Di tengah tuntutan kerja, perusahaan juga terus mengembangkan sistem evaluasi kinerja. Pengukuran dilakukan melalui berbagai indikator seperti disiplin, kualitas kerja, hingga produktivitas. Beberapa posisi bahkan telah menggunakan sistem KPI, meskipun penerapannya masih bertahap di seluruh lini .
Menjelang akhir masa magang, satu hal menjadi jelas: dunia kerja tidak selalu diisi oleh tugas-tugas besar yang terlihat mencolok. Justru, banyak proses penting bergantung pada pekerjaan sederhana yang dilakukan secara konsisten.
Dari balik meja HRD, saya sebagai mahasiswa belajar bahwa profesionalisme dibentuk dari hal-hal kecil seperti ketelitian, kedisiplinan, dan tanggung jawab.
Lebih dari itu, pengalaman ini juga mengajarkan pentingnya komunikasi, adaptasi, dan kemampuan mengelola waktu dalam lingkungan kerja yang dinamis.
Magang yang awalnya dianggap sebagai kewajiban akademik, pada akhirnya berubah menjadi ruang pembelajaran yang nyata.

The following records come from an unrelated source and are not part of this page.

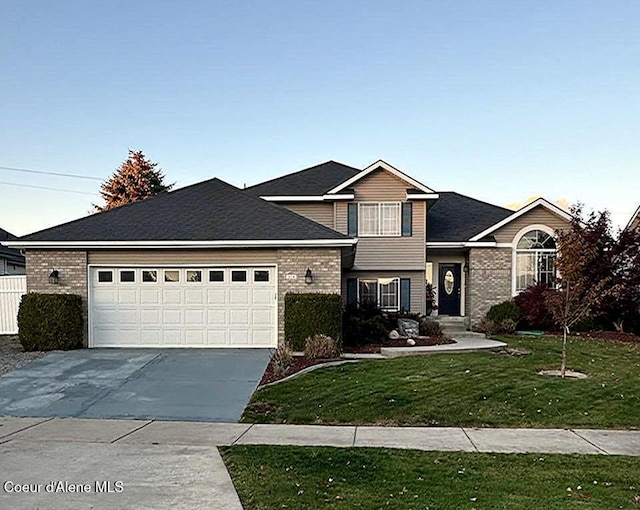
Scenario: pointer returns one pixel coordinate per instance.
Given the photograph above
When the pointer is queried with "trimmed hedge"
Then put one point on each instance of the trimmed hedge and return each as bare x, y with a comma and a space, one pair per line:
306, 315
48, 322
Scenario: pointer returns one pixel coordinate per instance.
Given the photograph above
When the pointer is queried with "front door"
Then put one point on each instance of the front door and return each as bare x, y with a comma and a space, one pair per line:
449, 289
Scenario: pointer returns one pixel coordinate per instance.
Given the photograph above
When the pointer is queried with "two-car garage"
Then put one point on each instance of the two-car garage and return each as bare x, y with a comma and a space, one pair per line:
182, 306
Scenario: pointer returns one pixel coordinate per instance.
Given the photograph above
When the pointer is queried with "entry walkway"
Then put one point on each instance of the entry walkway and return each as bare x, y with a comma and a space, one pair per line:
149, 432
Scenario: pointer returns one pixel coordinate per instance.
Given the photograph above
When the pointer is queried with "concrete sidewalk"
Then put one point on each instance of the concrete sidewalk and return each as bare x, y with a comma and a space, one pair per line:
194, 434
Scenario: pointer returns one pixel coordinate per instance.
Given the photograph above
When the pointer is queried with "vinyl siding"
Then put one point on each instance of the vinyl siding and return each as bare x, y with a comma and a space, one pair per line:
375, 253
319, 212
208, 257
539, 215
417, 284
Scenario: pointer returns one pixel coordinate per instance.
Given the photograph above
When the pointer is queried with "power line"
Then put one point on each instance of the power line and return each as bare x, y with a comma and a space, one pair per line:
28, 171
50, 189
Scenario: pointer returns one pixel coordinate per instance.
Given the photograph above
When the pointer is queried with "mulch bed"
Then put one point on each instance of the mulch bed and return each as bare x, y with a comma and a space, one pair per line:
617, 336
423, 341
300, 362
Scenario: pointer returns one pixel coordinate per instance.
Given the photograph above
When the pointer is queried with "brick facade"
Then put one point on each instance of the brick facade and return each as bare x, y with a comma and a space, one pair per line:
325, 265
488, 280
72, 275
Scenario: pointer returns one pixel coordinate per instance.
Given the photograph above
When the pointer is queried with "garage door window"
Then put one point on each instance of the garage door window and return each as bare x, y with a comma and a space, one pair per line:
172, 276
127, 276
194, 276
216, 276
261, 276
150, 276
238, 276
105, 276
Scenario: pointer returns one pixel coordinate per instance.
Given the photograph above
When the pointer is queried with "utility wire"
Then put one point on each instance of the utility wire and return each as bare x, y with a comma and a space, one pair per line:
50, 189
28, 171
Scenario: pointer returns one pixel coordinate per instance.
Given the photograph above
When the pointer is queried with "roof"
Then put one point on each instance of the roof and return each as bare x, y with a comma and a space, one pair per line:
455, 217
11, 254
312, 181
208, 211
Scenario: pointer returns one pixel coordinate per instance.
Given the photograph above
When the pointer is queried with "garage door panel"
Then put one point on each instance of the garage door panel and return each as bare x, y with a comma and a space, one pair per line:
207, 309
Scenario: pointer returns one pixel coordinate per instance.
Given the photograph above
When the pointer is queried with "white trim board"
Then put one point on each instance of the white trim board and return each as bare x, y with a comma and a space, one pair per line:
523, 210
185, 244
385, 166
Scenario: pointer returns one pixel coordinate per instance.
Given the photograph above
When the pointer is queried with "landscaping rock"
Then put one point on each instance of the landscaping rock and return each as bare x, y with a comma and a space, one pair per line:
408, 327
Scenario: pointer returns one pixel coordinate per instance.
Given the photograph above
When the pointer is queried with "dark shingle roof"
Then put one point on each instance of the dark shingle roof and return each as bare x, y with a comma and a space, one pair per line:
313, 181
10, 254
456, 217
208, 211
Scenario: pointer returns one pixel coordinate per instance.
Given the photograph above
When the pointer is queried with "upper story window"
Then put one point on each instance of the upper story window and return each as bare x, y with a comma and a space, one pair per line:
535, 255
381, 219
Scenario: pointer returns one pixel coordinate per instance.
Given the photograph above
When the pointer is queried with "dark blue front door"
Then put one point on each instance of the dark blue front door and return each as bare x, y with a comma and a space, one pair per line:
449, 289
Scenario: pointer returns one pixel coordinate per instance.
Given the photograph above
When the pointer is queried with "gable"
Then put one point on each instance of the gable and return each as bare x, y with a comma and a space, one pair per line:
539, 215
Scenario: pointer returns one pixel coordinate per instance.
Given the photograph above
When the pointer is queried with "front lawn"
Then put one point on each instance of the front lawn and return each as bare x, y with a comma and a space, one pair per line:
481, 389
268, 477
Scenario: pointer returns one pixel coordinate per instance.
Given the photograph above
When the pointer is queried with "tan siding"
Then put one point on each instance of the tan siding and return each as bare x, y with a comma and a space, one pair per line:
387, 252
539, 215
319, 212
417, 284
209, 257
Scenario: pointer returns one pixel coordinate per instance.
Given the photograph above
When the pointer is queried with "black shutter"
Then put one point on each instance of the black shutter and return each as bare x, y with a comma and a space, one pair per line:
405, 294
352, 291
352, 222
407, 219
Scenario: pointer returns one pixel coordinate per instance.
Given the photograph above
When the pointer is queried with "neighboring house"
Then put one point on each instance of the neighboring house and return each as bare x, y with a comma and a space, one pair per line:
11, 260
209, 265
634, 222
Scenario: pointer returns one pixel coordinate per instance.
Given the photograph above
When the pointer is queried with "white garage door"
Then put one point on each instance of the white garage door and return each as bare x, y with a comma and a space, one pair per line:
183, 307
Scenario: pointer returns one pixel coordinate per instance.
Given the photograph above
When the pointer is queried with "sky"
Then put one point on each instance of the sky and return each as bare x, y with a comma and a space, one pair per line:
499, 100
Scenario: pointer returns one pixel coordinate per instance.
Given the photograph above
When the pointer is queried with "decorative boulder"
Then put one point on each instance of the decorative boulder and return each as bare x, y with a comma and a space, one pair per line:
408, 327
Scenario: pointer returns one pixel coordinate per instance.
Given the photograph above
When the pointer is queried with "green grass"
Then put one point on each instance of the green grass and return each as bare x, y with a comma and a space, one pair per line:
482, 389
268, 477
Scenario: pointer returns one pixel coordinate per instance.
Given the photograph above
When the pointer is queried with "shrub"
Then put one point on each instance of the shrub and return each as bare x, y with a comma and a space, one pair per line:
282, 359
430, 328
306, 315
532, 302
49, 322
321, 347
505, 310
365, 324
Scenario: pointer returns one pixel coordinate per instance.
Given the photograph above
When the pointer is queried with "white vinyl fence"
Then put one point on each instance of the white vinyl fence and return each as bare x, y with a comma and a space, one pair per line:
11, 290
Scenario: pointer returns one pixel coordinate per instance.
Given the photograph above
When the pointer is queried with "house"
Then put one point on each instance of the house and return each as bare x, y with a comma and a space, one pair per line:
209, 265
11, 260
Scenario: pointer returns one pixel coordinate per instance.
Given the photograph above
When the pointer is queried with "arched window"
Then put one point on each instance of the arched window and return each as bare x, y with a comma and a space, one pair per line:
535, 255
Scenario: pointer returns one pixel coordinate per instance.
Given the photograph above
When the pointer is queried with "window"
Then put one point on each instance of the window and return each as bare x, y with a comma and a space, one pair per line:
105, 276
238, 276
127, 276
384, 292
535, 256
194, 276
216, 276
261, 276
381, 219
149, 276
172, 276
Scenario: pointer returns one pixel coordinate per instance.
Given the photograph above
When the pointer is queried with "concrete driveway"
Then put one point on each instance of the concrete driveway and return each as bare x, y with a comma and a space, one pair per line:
167, 384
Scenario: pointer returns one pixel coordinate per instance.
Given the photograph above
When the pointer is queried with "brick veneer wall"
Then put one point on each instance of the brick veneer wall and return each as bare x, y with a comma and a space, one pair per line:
489, 280
326, 268
72, 275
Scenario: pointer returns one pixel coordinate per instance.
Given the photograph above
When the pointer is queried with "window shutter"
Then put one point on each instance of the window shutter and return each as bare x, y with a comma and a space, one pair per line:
405, 294
352, 291
352, 227
407, 219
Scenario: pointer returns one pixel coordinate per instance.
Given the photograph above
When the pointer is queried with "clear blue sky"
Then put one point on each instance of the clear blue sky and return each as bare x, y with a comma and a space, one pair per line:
499, 100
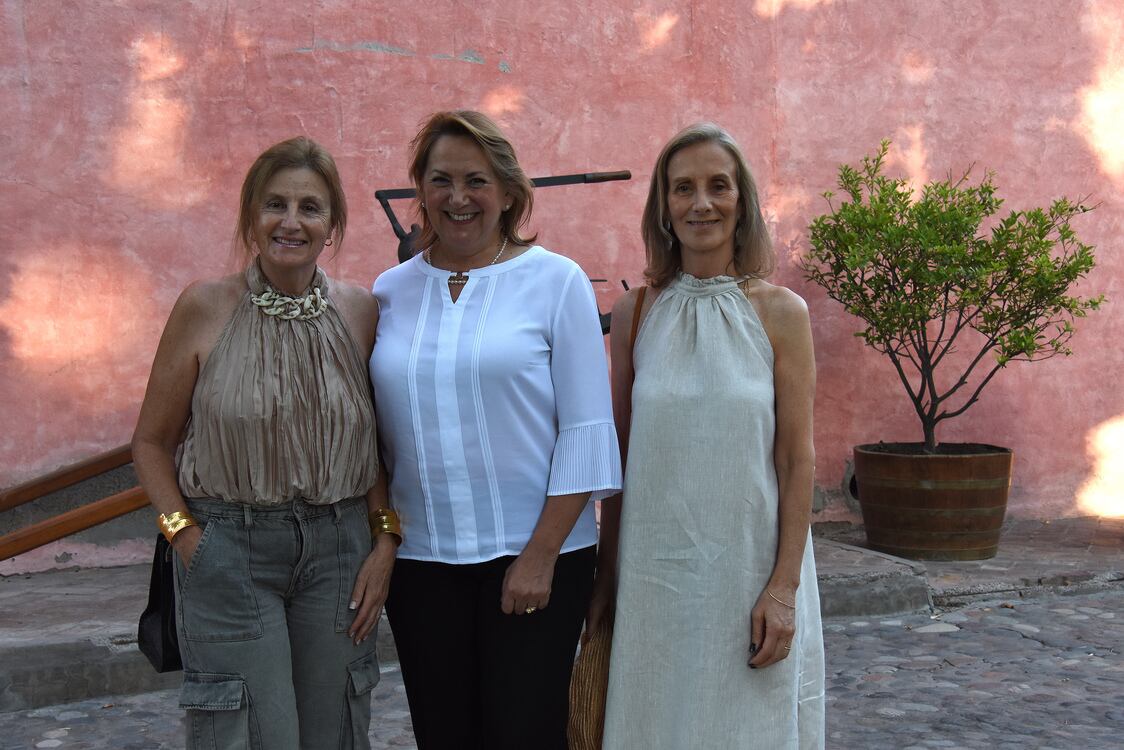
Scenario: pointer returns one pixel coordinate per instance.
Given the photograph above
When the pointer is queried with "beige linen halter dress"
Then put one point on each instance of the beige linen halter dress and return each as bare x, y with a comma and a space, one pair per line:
698, 541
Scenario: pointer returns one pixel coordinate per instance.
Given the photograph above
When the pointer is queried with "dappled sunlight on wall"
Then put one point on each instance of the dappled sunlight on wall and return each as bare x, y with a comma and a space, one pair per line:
1102, 119
772, 8
1103, 493
148, 148
655, 30
916, 68
908, 153
55, 317
502, 100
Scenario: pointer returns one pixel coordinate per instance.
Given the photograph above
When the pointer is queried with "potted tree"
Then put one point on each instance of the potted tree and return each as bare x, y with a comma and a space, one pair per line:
951, 297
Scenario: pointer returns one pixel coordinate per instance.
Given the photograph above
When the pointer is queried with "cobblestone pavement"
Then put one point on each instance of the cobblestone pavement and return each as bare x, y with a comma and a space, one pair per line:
1047, 672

Bukan sekadar mengenal dunia kerja, tetapi memahami bagaimana setiap peran, sekecil apa pun, berkontribusi dalam menjaga keberlangsungan sebuah perusahaan.
Dan dari sana, satu kesimpulan muncul: dunia kerja bukan hanya tentang menyelesaikan tugas, melainkan tentang terus belajar, berkembang, dan menemukan makna di setiap prosesnya.